Sometimes the greatest types of inspiration that one can get are the ones that may have been considered the craziest trends in times that have past. Fearless fashion is what I am talking about. Some people have it within themselves to try out clothing, or a particular era of style because they think it’s cool and not because someone else decided the relevance of the trend. This ability is one that only a handful of people in our mists are blessed with, and no doubt, most of these people hail from the Mother City, Cape Town.
Everyone who lives in Cape Town after having lived elsewhere for the majority of their lives is always impacted in ways that affect their style, art appreciation and choice of music. I know, I came to University with not much style. I used to come to campus in a t-shirt and shorts every day. But literally, a month into my stay, I realized I had to step my game up. Capetonians have such a presence that oozes confidence and they often have style that is untouchable. If you have any respect for fashion then a different sort of style flame is ignited in you once you’ve lived in Cape Town. Naledi Radebe, a real Capetonian (as in she grew up in Cape Town), is the perfect ambassador for fearless fashion. It is original and fits in everywhere, and it helps that Naledi is probably one of the coolest people I’ve ever met. She is a down to earth Bachelor of Arts student that seems to thoroughly enjoy life.
Naledi affirmed my notion that Cape Town changes people, as it did me. She told me something that need not be paraphrased: “Capetonians have an appreciation for mixed cultures and styles. You see it in the food we eat, music, fashion and art. We’re an artistic and creative bunch, having the option of being able to explore different avenues and try this and that; a little hippy, a little beachy, a little nerdy, a little preppy, and a little old school hip-hop. We have such a great diverse range from which to choose. We celebrate. It’s a party for everything”. This last statement, which I agree with full heartedly, continues to solidify Naledi’s style identity.
Naledi’s style, I would say, can be said to be similar to the swagger that Solange Knowles is pushing at the moment, with a definite dash of Zoe Kravitz. Both these celebrities have very distinct and fearless ways of dressing, and have similar influences in their style that Naledi has. Everybody who dresses in a way that is noticeable, makes one wonder what drives their fashion outlook, and on countless occasions including Pop Bottles at Azura in Cape Town at the beginning of the year, as well as the J&B Met 2011, I’ve said to myself “I totally wish I had thought of that outfit”, but I guess this is why Naledi is a student style icon, and I am not.

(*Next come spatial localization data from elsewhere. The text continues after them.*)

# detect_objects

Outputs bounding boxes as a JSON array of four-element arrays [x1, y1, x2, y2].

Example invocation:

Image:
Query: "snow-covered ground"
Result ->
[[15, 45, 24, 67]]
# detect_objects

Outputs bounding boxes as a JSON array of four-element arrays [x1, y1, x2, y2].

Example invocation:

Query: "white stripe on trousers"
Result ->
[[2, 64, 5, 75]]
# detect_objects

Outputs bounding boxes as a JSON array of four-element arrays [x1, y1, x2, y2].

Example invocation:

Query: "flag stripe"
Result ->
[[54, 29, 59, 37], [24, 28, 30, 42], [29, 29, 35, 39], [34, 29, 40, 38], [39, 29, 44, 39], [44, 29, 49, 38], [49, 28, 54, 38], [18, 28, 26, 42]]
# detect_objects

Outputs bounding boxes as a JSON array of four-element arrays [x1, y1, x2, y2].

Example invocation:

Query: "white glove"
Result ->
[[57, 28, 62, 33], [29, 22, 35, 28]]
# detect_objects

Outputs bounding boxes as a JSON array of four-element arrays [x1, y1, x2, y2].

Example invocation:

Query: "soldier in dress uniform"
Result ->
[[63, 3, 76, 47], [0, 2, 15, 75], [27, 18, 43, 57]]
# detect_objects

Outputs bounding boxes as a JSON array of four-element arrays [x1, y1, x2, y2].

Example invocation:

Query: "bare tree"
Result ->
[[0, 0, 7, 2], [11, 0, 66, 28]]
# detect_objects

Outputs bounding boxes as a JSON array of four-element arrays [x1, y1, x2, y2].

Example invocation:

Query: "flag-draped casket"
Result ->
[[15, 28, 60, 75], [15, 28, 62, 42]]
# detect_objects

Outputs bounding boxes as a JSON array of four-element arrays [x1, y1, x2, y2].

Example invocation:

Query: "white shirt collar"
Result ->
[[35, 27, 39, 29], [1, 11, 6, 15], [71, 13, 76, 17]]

Naledi tells me that she doesn’t mind what people say about what she wears and that the only opinion that matters in hers. And furthermore she says “If I dig it I’m wearing it, and I will push it as steez (style for those who are not familiar with that term) regardless of judgmental eyes”. Impressive as that statement is, she continued to tell me that she draws inspiration from an era that most of our parents and other fashionistas wish had never happened, the 70’s and 80’s. However, even though they had some very tragic tragic moments of fashion in this era, Naledi continues to point out that “they had it going on”. There was a sense of rebellion that is very attractive in terms of the style of that time, “that was a time when there was a merge of styles from preceding years, so there was room to try a lot. People were outrageous and I appreciate that in their hair, glasses and clothes.” Naledi says. And after doubting the era from which Naledi derives her inspiration, this above explanation makes sense. The fact of the matter is that, in shops accessories, shoes, clothing and fabric patterns are adopting shapes that were very prominent in the 1970’s and 1980’s. And it may be something that some of the more cautious fashionistas might want to try out.
Even though the 1970’s and 1980’s were colourful and outrageous, it is of utmost importance that when pursuing a style such as this, one must have essential pieces that tie the whole outfit together. And these are Naledi’s: “Leather jackets and belts (I have a couple in different shades). Girls in high- waisted everything goes without saying and of course lipstick- in every colour.” These essentials can most definitely define an outfit for ladies. And for men, Naledi gives great advice “Light denims, preferably skinny jeans, plimsolls or All-Stars and plain white T’s”, and furthermore “grey is a great colour for both sexes”.
For those who are new to Cape Town winter, it would be wise you take notes at this moment in time. Naledi says that this winter “Go aviator on us with a pilot jacket. Grandpa jerseys and woolly everything! Combat boots never die and let’s not forget hooded scarves.”
If you want to spot Naledi on campus or pushing the ultimate swag on the street, she will be wearing one of the three things, thigh-high socks, sheer stockings or black detailed stockings.
Some may think that it doesn’t take much to adopt a Capetonian style. However, it’s not that easy because style is not just about the clothes you put on, that does not give you swag in any way. What gives you swag is the way you carry yourself. If you believe in what you are wearing and have an air of confidence and fearlessness, no-one can stop you or even dare try and chuckle at you. So like Naledi, try something new, something outrageous and carry it with the utmost swagger and you should be just fine.